Trump certainly seems to have the energy and love of battle to join these ranks. He also has consistent ideological crusades – clamping down on immigration and trade – that could propel him into the history books as one who remakes the office in a lasting way.
CAPTIVES–> John Adams, John Quincy Adams, John Tyler, Franklin Pierce, James Buchanan, Andrew Johnson, Herbert Hoover, Gerald Ford, Jimmy Carter, George W. Bush and Barack Obama
Many of the captives are frustrated agents of change who, like Hoover or Obama, came to office looking to do big things and enact sweeping reforms but found themselves unequal to the moment.
A president can be held captive by events – an unforeseen war, a financial panic, etc. – by the political atmosphere – recalcitrant Congress, upheaval in the electorate, etc. – or simply by their own incompetent administration.
It’s not always a bad thing when presidents fail to achieve their lofty aims, either.
If Trump tries to reinvent Washington and fails, it could turn out in several different ways. But captivity is certainly one of them. Essentially, Congress, the courts and, to some degree, his own administration, would simply tie him down and smother his ambitions.
STEWARDS–> James Madison, Martin Van Buren, Millard Fillmore, Rutherford Hayes, James Garfield, Chester Arthur, Benjamin Harrison, William Taft, Calvin Coolidge, Harry Truman, Dwight Eisenhower, John Kennedy, Richard Nixon, George H.W. Bush and Bill Clinton
Historians tend to be more dismissive of this category since they tend to see themselves more as custodians of the office and the public trust rather than forces of upheaval. But in many cases, it’s hard to argue with the results.
Such presidencies are usually only possible during periods of relative peace and prosperity, like the one we are in now.

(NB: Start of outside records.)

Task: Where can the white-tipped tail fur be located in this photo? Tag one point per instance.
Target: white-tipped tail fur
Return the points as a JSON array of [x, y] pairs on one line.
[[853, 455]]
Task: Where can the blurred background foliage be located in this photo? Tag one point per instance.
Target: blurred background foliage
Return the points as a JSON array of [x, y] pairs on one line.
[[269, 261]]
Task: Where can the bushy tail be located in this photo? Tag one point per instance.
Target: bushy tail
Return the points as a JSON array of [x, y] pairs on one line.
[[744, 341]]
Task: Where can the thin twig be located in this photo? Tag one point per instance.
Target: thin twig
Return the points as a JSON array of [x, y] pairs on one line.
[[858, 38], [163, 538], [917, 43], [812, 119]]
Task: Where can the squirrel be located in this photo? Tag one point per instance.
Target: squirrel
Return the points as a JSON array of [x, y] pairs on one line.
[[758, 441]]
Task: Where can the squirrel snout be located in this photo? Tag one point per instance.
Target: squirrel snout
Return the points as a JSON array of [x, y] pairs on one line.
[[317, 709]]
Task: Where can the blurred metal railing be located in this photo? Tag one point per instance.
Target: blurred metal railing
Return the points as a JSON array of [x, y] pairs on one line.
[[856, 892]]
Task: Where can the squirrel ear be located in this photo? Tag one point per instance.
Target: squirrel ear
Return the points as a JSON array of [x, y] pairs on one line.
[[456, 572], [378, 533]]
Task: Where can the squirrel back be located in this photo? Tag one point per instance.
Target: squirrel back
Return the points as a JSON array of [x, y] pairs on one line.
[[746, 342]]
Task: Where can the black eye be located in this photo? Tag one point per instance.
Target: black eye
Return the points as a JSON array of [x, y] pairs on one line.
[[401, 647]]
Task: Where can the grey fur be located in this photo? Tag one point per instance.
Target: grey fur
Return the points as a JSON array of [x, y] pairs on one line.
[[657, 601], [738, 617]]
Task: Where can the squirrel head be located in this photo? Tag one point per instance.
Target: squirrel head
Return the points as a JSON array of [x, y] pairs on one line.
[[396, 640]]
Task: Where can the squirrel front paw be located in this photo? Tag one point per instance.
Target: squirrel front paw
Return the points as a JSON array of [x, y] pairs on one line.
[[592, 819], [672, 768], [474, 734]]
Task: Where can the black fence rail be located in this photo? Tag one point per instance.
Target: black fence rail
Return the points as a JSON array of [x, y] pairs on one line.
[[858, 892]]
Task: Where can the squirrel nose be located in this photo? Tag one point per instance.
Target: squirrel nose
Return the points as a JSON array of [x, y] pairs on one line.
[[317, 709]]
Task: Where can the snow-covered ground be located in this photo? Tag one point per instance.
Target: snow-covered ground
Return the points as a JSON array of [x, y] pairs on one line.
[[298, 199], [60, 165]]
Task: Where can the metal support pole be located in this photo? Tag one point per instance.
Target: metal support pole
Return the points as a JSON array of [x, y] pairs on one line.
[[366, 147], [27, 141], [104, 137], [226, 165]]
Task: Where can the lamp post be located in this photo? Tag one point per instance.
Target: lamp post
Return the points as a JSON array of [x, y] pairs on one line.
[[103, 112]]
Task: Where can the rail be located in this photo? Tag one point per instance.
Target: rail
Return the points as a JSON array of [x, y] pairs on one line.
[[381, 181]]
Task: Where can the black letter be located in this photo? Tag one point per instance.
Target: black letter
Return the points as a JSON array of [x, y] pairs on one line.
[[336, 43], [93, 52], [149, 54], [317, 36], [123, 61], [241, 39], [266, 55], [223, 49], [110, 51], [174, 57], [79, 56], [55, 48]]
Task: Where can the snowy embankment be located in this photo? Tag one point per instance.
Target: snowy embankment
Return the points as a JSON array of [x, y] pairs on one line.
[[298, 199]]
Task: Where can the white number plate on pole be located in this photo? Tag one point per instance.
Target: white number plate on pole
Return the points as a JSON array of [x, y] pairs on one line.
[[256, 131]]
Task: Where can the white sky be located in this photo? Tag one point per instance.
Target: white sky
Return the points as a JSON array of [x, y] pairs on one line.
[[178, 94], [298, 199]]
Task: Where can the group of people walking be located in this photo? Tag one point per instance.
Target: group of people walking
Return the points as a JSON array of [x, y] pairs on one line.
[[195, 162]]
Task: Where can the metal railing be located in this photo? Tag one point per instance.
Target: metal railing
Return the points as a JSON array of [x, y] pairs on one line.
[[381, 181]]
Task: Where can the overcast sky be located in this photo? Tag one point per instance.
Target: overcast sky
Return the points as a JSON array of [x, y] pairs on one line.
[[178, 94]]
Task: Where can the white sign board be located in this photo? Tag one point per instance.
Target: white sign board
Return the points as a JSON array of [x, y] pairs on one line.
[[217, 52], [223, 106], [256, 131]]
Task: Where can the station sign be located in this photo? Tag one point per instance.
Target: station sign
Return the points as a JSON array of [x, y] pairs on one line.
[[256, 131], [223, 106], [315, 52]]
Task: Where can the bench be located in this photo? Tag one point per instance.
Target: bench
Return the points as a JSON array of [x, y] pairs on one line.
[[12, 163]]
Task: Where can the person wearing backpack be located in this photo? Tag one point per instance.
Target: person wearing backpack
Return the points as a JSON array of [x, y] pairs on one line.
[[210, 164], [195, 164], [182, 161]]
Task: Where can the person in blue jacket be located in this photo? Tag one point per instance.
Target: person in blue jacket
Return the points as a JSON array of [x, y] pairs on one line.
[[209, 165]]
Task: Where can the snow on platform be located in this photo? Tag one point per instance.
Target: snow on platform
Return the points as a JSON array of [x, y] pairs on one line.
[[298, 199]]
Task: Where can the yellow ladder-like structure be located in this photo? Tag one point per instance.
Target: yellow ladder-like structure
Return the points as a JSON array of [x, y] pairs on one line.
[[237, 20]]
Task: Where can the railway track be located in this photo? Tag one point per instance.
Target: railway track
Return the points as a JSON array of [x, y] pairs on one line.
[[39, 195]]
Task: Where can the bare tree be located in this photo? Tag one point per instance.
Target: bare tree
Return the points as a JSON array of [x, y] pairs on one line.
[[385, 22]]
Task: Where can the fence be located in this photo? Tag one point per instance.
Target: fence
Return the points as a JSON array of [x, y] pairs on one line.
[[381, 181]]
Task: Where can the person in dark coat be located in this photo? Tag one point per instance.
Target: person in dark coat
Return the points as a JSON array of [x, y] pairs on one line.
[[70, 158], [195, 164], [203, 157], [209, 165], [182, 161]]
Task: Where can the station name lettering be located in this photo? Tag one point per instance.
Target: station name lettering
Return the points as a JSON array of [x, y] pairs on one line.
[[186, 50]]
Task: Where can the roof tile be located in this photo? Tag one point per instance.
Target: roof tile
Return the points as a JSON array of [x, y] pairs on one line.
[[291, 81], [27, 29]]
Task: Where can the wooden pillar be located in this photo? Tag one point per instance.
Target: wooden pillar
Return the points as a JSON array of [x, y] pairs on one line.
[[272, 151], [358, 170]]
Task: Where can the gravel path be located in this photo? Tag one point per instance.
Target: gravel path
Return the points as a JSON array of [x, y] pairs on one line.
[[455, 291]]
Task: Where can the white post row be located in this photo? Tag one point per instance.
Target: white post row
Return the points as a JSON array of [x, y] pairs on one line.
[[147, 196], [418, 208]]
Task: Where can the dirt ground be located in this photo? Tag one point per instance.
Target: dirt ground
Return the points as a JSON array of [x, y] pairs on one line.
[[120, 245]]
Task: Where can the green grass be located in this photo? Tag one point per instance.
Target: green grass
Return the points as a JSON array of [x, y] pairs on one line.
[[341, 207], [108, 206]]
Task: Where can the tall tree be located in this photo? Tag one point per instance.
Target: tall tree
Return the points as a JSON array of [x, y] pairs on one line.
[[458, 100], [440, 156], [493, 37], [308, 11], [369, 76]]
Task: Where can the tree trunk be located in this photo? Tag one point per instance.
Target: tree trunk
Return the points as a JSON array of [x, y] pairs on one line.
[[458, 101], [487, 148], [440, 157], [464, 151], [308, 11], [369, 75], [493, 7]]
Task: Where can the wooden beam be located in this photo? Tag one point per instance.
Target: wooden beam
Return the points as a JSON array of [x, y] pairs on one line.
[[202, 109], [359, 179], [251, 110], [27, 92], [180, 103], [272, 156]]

But we needn’t spend too much time on this category since Trump has set astonishingly lofty goals for himself. As would befit a master self-promoter, Trump is swinging for the fences. It seems unlikely that he would suddenly change to Coolidgian restraint.
FIGUREHEADS–> Zachary Taylor, Ulysses Grant, William McKinley and Warren Harding
You don’t necessarily have to be good at being president to have a good presidency and several of Trump’s forebears point the way.
These men are cousins to both the captives and the stewards in the sense that they are not agents of change. What makes them different is they aren’t really trying – or able – to bring change. Ohioans Grant, McKinley and Harding all ended up being, by varying degrees, front-men for their more ambitious or savvy associates.
One hallmark of these administrations tends to be considerable corruption since the boss may not be watching too closely. A president who wants to act like the ceremonial leader of the administrative state should choose his associates wisely.
As Grant and Harding could both attest, the stench of scandal will follow a president even in times of peace and prosperity.